13 grudnia w Polsce obchodzi się Dzień Pamięci Ofiar Stanu Wojennego wprowadzonego w 1981 roku. Własnie dzisiaj mija 41. rocznica wprowadzenia stanu wojennego, jednego z najtragiczniejszych wydarzeń we współczesnej historii Polski. Skutkował internowaniem ponad 10 tysięcy działaczy opozycji antykomunistycznej, inwigilowano i zastraszano tysiące osób.
Dzisiaj nie tylko w Polsce, ale i na całym świecie oddano hołd ofiarom reżimu komunistycznego. Ambasador Monika Michaliszyn zaprosiła do zapalenia zniczy pod Pomnikiem Wolności w Rydze.
W symbolicznej akcji uczestniczyli dyplomacji akredytowanych na Łotwie misji dyplomatycznych, w tym ambasador Ukrainy Oleksandr Miszczenko oraz ambasador USA John Leslie Carvails.
Ambasador Michaliszyn podkreśliła, że Polska, która jest kolebką „Solidarności” i miejscem, w którym rozpoczął się koniec komunizmu, zawsze będzie pamiętać to wydarzenie. “W tym roku jest to wyjątkowe, bo chcemy wyrazić solidarność z napadniętą przez Rosję i walczącą o wolność Ukrainą”, zaznaczyła Michaliszyn.

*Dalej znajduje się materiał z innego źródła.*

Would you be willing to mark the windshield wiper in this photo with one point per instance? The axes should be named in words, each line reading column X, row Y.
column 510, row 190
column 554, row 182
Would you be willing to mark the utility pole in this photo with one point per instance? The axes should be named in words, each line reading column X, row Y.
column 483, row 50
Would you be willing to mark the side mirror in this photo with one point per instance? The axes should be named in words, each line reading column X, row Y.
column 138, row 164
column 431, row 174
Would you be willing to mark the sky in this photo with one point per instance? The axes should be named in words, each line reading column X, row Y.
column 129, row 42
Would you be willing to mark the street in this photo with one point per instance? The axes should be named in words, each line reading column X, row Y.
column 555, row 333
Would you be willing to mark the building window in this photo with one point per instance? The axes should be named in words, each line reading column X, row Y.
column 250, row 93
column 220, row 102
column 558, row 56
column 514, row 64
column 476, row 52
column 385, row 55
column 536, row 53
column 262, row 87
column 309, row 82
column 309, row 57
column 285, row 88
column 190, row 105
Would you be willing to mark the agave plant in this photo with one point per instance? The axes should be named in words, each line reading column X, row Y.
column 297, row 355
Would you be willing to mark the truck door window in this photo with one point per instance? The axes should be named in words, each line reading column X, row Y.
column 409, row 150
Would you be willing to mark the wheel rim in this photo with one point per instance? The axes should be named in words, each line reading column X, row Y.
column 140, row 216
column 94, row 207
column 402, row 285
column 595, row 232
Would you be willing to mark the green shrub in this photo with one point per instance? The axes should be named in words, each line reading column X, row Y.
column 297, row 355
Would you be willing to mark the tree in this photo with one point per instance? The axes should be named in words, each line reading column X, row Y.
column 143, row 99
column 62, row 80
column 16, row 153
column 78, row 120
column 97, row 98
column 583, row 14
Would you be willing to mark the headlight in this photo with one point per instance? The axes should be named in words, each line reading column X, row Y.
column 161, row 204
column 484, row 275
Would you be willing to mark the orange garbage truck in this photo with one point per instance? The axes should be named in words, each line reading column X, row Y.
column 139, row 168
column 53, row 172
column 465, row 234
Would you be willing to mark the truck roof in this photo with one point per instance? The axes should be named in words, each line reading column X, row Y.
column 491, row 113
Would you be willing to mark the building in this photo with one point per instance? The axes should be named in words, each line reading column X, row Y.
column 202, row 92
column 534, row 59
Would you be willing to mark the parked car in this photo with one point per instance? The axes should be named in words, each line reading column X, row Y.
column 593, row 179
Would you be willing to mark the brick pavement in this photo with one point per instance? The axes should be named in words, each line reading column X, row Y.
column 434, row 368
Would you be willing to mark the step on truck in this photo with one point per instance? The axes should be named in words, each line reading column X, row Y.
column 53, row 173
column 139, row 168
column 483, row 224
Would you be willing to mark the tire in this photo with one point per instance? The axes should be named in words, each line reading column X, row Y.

W swoim przemówieniu pod Pomnikiem Wolności ambasador Ukrainy zaznaczył, że w celach symbolicznych również tutaj zapalono tak potrzebne obecnie na Ukrainie znicze okopów.
Na apel ambasady również zareagowali łotewscy Polacy. Tego dnia w wielu oknach zapalono świecę jako symbol, że płomienia wolności nie da się zgasić. Światełko płonęło w Dyneburgu, Rēzekne, Jēkabpils.